Ellery queen omnibus, p.21
Ellery Queen Omnibus,
p.21
“Who found the body?” demanded Ellery, puffing at his first cigaret of the day.
“His Nibs here,” said Sergeant Velie, hunching his colossal shoulders. “And the lady. Seems like the Dook or whatever he is has been workin’ a racket—been a kind of stooge for the old duck that was murdered. Orr used to give him commissions on the customers he brought in—and I understand he brought in plenty. Anyway, Mrs. Orr here got sort of worried when her hubby didn’t come home last night from the poker game….”
“Poker game?”
The Russian’s dark face lighted up. “Yuss. Yuss. It is remarkable game. I have learned it since my sojourn in your so amazing country. Meester Orr, myself, and some others here play each week. Yuss.” His face fell, and some of his fright returned. He looked fleetingly at the corpse and Began to edge away.
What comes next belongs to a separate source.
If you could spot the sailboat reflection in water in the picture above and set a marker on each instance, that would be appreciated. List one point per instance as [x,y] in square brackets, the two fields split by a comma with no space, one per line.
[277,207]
“You played last night?” asked Ellery in a savage voice.
The Russian nodded. Inspector Queen said: “We’re rounding ’em up: It seems that Orr, the Duke, and four other men had a sort of poker club, and met in Orr’s back room there every Saturday night and played till all hours. Looked over that back room, but there’s nothing there except the cards and chips. When Orr didn’t come home Mrs. Orr got frightened and called up the Duke—he lives at some squirty little hotel in the Forties—the Duke called for her, they came down here this morning….This is what they found.” The Inspector eyed Martin Orr’s corpse and the debris of glass surrounding him with gloom, almost with resentment. “Crazy, isn’t it?”
Ellery glanced at Mrs. Orr; she was leaning against a counter, frozen-faced, tearless, staring down at her husband’s body as if she could not believe her eyes. Actually, there was little to see: for Dr. Prouty had flung outspread sheets of a Sunday newspaper over the body, and only the left hand—still clutching the amethyst—was visible.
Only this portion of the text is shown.